最近あそびにいったひとの家で、家族や友人、自分の子供の頃の写真などをベタベタ壁にはりまくっていた部屋があって、なんだかちょっと久しくそのてのひとの部屋を見ていなかったので感銘を受けた。おれ自身はというと、元々壁とかになにかを貼る習慣がまったくといっていいほどなく、引越し直後などに「せめてカレンダーくらい貼ってみるか」とか思ってみても、貼ったことを忘れて一切メンテしないので、次に引っ越すまで一枚もめくらずにそのままゴミ袋行きだったりとかする。なにかを貼るというのは、それを見る(逆にその貼ったものに見られている)という意識があればこそ意味のあることで、そしてその意識のうえで暮らしているひとたちのことを、ちょっと考えてみようと思った。これは結構大事で、かつおれに足りないことなのかもわからんなというか。

その部屋を見たとき、全然違うんだけど、なんか「「太陽を盗んだ男」のキューバンの部屋みたいだな」と思った。キューバンの部屋には家族の写真など一枚もなかったが(キューバンの家族関係は作中まったく描かれていない)、かわりに原発襲撃計画のために撮ってきた現地写真や図面、新聞記事の切り抜きなどが貼ってあったかと思う。たぶん全然違っていてもそれらには、結果として似たような効果がある。キューバンは写真や図面を見ながら、自分がこれから起こす行動、自分の未来を見るはずだ。そこに幻視できる光景に現在を近づけていく。自分の部屋の壁を眺める時間が、そういう意思を強化する。対して家族や自分の過去の写真が貼ってある壁は、これまで歩んできた道、自分の過去が示されてあるはずだ。そこに示されている道のりを歩いてここまで来た自分が、壁から目を逸らしたあとになにをするのか。突飛ではない連続した自己としてどれを選ぶのが自然か、あるいはどこまで飛躍できるのか、いつでも確かめることができる。

なんだかなーおれにはそういうのが全然ないんだよな結局。いつまでたってもなにをやってもいい。基準や連続性、目標とか理想がない。適当にやり過ごして、やり過ごせなくなったら死ぬんだろうなーというかんじで生きている。
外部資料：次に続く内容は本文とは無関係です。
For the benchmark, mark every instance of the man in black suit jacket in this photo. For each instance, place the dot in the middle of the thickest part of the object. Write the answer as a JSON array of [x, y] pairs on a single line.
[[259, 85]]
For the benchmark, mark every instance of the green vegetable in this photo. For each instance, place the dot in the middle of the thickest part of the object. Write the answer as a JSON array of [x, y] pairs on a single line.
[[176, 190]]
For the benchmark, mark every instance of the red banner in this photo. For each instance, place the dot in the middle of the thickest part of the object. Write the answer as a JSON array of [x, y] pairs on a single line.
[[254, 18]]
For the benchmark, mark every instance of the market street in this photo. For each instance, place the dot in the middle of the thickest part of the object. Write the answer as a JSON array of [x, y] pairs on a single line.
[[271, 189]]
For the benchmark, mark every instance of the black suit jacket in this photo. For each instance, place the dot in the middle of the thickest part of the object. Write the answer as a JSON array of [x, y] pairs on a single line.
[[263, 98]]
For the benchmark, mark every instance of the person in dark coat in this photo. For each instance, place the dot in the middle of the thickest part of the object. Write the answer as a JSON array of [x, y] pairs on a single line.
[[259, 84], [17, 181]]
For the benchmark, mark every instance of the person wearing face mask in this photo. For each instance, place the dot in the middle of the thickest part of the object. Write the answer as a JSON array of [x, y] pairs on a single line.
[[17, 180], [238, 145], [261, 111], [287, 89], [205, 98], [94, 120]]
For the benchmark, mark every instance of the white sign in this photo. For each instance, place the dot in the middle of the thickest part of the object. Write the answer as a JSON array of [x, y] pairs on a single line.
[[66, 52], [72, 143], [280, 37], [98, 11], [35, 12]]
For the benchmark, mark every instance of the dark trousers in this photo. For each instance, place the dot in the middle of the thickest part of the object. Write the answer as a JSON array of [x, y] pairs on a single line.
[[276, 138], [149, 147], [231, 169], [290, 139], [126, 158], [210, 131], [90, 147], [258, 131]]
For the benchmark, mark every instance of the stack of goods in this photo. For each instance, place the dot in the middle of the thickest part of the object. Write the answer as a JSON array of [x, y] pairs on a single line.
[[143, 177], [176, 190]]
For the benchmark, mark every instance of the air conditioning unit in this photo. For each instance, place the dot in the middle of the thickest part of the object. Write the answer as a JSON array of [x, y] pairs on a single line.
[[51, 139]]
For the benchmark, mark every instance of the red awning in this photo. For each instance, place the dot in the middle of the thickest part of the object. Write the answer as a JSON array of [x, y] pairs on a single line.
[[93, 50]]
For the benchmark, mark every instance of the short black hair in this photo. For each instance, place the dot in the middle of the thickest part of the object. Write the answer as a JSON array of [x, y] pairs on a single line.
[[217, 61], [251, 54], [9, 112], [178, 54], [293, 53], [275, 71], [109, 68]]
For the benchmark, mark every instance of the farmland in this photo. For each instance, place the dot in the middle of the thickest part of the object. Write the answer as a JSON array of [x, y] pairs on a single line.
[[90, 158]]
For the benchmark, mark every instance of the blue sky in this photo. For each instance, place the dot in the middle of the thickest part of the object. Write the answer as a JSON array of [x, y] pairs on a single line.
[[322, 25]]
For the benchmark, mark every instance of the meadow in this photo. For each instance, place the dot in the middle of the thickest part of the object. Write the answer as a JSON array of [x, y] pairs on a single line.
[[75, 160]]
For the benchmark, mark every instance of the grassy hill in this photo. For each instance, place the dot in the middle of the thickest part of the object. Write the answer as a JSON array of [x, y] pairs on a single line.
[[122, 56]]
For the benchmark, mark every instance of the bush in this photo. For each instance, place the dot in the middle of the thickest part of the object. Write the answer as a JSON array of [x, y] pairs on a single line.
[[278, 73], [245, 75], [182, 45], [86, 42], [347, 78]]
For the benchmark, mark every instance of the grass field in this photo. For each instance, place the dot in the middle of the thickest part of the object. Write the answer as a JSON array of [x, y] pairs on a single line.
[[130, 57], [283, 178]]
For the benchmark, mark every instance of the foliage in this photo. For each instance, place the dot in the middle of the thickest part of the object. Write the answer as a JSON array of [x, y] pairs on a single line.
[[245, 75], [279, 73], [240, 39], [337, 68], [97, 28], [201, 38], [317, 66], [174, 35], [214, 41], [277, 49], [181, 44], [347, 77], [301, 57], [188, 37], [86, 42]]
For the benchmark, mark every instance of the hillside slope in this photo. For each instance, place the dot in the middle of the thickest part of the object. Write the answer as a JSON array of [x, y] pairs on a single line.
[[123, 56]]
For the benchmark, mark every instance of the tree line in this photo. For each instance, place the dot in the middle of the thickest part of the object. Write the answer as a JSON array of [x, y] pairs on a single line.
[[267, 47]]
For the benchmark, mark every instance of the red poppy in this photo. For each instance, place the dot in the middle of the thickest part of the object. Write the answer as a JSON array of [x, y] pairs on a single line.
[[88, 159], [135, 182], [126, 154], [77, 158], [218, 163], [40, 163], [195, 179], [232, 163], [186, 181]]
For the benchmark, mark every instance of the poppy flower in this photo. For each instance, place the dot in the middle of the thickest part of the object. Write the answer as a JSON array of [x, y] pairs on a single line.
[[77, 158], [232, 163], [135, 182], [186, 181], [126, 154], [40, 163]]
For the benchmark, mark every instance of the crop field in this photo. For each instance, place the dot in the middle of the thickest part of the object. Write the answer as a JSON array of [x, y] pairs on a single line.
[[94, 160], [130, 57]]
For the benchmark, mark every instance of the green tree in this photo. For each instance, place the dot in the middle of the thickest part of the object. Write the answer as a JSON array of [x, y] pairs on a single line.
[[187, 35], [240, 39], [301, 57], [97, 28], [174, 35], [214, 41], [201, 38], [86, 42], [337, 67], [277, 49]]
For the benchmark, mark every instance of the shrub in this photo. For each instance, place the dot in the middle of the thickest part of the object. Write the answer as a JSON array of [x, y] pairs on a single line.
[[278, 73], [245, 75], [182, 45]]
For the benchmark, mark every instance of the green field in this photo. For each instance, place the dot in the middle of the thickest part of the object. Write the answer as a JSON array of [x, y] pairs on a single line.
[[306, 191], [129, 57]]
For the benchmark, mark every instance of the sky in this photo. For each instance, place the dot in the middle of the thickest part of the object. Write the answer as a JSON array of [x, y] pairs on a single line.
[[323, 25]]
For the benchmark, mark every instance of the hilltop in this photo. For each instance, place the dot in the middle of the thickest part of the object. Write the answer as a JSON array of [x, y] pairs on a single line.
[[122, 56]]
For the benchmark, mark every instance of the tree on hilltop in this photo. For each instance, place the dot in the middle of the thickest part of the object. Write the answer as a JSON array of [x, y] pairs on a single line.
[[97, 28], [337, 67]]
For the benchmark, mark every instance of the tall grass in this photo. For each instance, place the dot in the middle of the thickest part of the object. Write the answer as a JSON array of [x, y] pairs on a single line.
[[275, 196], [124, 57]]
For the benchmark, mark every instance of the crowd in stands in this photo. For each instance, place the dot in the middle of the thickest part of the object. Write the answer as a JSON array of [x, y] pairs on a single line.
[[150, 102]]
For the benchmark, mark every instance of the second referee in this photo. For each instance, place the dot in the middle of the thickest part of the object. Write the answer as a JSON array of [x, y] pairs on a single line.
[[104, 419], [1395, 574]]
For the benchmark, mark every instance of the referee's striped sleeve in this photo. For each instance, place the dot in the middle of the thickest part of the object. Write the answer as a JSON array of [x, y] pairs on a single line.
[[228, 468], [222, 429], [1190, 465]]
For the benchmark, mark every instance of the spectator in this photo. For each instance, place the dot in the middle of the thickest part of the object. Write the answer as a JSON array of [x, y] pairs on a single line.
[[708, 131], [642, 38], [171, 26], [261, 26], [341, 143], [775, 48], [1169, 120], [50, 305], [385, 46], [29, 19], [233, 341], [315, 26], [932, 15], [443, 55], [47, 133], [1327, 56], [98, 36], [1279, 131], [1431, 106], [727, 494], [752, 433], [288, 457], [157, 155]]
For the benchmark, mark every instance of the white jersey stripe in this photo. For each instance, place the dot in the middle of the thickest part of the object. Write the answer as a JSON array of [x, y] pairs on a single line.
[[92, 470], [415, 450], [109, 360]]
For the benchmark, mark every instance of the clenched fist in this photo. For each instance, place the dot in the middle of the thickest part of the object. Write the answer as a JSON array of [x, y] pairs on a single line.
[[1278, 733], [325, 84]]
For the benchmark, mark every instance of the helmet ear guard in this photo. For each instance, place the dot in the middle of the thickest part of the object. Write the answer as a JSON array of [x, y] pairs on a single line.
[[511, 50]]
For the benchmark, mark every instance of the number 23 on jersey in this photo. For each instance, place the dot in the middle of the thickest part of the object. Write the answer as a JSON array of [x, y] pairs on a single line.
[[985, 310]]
それが悪いと全然思っていないことは、こういうふうに書いてみても焦燥感が湧き上がってこないことからもわかる。とはいえ、そろそろ落ち着きどころを見出さないと人生がつまんなくなってくるのかもしれないなという意識はあるので、いまさらだがなにか壁に貼るような習慣をつけてみるのもいいかもしれんな、とは思っている。しかしそれをやったところで、おれが壁に目をやることが果たしてあるのかどうかという話に落ちてきてしまうな。たぶん見ないんだよ習慣として。おれは四六時中見たいと思ったものと、無視すべきでないと思ったもの以外を意識していない。壁が風景として目に入らないのはその結果だ。オタクとしての本能にも近い。部屋に居ても、いつも画面か紙面か対象物を見ていて、その枠外は全然見ていない。アプリケーションを基本的にフルスクリーン化して使いたい性分も、たぶんこれと無関係ではない。なにを見るともなく視線を漠然と漂わせるっていう、そういう性向のほうが、時勢としても、単純におれの今後に対しても、それなりに有利に働いていくのではないかと思うのだが…。